Hubungan ini menciptakan kemampuan pada remaja dalam meningkatkan keterampilan sosial dan memberi informasi akan dirinya pribadi, dimana dukungan orang lain seperti teman dan sahabat adalah sumber penyelesaian masalah secara emosional dan kognitif, sehingga akan terjadi hubungan timbal balik yang membuat keakraban dari hubungan yang telah dibangun [3].Cara remaja untuk menyikapi peristiwa - peristiwa perubahan yang terjadi pada dirinya akan menentukan perilakunya dalam menyelesaikan masalah yang sedang dihadapi. Rice berpendapat bahwa masa remaja adalah masa peralihan, dari masa anak – anak menjadi individu yang memiliki kematangan. Karena itu dapat dikatakan pada masa ini penting sekali memperhatikan psychological well-being pada remaja. Sekolah Menengah Kejuruan adalah salah satu pendidikan formal yang menyiapkan sumber daya manusia dengan lulusan yang siap kerja. Untuk persiapan persaingan yang ada pada dunia kerja , peserta didik harus memiliki Psychological well-being yang bagus. Karena, di dunia kerja tidak hanya keterampilan yang harus diasah, namun sehat secara psikologis dan fisik juga harus dimiliki pada peserta didik.

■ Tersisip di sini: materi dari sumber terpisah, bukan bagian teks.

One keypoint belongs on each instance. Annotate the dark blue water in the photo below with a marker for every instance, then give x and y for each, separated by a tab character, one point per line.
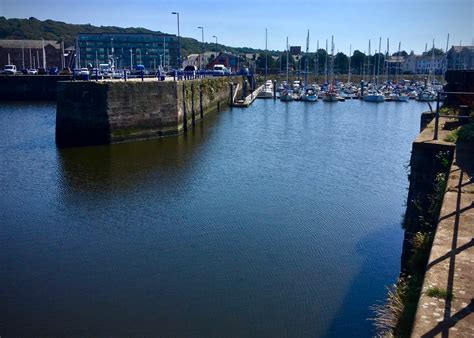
277	220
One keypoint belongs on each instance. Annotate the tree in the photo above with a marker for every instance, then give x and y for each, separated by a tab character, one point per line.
438	52
402	53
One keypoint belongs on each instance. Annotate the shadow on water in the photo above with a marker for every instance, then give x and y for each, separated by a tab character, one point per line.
125	166
380	267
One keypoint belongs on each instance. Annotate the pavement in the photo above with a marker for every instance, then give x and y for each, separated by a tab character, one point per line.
451	263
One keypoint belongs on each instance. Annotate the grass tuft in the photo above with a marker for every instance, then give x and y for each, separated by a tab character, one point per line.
439	293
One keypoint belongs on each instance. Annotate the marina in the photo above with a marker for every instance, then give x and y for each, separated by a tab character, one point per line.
306	172
124	238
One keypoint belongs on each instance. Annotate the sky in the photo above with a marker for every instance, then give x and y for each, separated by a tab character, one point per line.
242	23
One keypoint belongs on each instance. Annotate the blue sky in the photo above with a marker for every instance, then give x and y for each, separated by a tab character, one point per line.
242	23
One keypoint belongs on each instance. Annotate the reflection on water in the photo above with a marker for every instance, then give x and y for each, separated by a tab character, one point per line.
280	219
122	166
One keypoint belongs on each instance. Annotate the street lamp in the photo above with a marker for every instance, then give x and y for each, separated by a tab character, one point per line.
202	39
179	41
216	42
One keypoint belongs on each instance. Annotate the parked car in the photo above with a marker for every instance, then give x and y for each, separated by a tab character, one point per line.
9	69
84	71
220	70
53	71
65	71
190	70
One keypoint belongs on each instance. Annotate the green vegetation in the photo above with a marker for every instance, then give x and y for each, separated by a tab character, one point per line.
438	293
452	136
35	29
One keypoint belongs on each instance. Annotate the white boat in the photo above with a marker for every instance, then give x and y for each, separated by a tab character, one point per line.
309	95
398	97
426	96
330	95
373	96
267	91
286	95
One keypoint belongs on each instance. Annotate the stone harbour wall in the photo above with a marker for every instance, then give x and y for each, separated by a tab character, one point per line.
90	113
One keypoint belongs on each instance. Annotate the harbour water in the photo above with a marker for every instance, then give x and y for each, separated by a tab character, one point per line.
282	219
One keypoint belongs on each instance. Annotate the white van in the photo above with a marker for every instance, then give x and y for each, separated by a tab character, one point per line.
220	70
9	69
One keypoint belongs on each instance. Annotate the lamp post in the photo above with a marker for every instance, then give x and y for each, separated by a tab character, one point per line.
179	41
202	40
215	37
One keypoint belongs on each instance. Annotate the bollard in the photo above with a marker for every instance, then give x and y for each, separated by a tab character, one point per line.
435	136
193	113
185	117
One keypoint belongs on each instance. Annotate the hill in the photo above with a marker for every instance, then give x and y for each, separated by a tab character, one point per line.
35	29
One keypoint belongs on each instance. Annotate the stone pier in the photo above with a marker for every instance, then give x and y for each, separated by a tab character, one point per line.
90	113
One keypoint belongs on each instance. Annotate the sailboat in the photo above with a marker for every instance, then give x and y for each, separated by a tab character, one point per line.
331	95
309	94
286	94
267	91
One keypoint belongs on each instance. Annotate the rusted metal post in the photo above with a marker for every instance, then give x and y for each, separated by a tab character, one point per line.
436	117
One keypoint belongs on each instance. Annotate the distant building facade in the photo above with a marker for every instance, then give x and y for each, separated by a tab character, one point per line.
128	50
29	53
426	64
229	60
461	57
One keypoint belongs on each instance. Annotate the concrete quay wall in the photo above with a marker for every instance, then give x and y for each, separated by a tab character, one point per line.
90	113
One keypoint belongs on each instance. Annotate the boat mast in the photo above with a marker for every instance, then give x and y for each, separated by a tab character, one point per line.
387	59
350	53
368	64
317	62
332	58
326	63
432	69
398	61
378	60
306	60
287	59
446	56
266	55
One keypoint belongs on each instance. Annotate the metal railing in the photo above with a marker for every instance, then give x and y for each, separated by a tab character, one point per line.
442	96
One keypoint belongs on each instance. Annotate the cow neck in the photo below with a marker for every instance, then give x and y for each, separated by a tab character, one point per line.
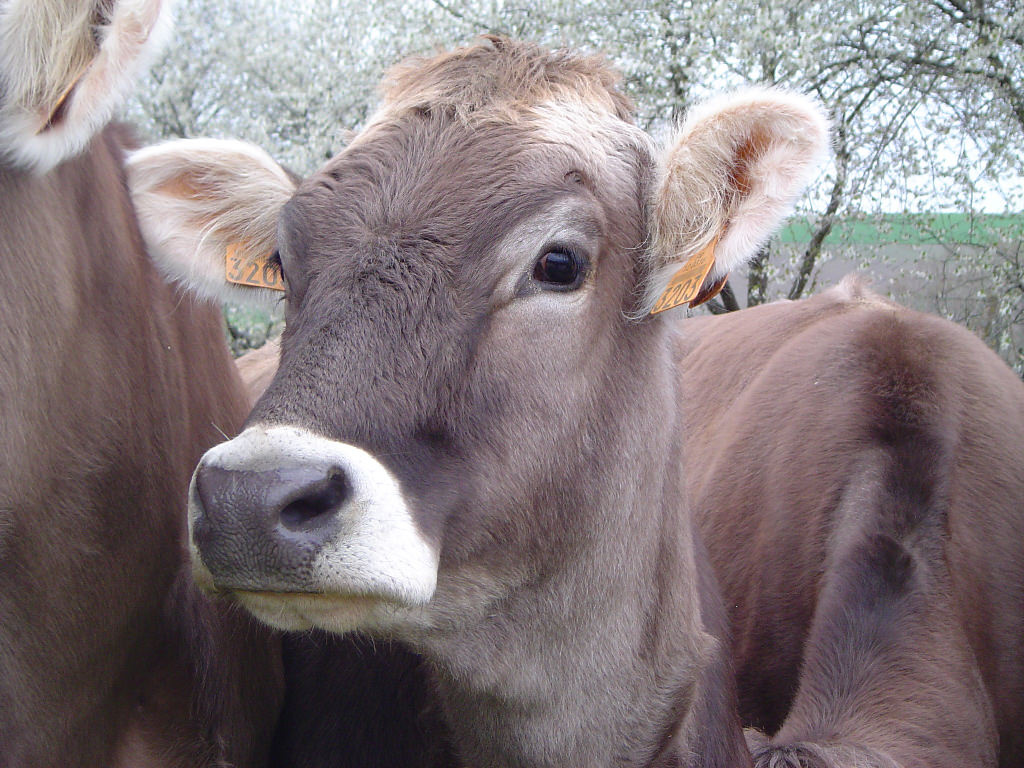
597	663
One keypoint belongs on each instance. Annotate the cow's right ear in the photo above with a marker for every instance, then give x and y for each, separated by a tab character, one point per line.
65	67
200	201
726	182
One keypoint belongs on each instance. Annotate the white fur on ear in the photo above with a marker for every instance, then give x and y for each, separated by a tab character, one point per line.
197	197
733	171
65	67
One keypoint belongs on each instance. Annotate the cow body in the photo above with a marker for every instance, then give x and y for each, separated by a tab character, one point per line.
857	471
481	444
114	383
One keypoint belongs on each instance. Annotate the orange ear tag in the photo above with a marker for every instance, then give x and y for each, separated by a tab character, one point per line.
685	285
258	272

Psychological well-being tidak hanya mengarah pada kebahagiaan atau kepuasan terhadap keinginan yang benar dan salah, melainkan lebih mencakup karakteristik tertinggi dari kesejahteraan manusia, yaitu mencapai kesempurnaan dengan merealisasikan potensi diri dengan benar. Pentingnya mengkaji Psychological well-being secara mendalam karena kesehatan mental akan menimbulkan nilai positif yang dapat membuat individu memahami apa yang tidak ditemukan dalam kehidupannya [4]. Kondisi psychological well-being pada remaja seharusnya mendapat perhatian yang lebih karena jika kondisi psychological well-being yang baik akan mendapat dampak positif bagi remaja itu sendiri begitupun sebaliknya. Psychological well–being merupakan suatu upaya untuk mewujudkan tujuan agar dapat mengembangkan serta memperbaiki diri. Psychological well-being adalah ketika individu bisa melakukan penerimaan diri, menjalin hubungan pada orang lain, menerima dengan positif pada tekanan sosial, dapat mengkondisikan lingkungan sosial, memiliki arti hidup, serta mewujudkan potensi-potensi dalam dirinya secara berkala [3]. Psychological well-being yang tinggi berkaitan dengan fungsi sosial yang positif, relasi interpersonal yang lebih tinggi, kemampuan beradaptasi yang baik serta pembentukan potensi diri yang lebih matang.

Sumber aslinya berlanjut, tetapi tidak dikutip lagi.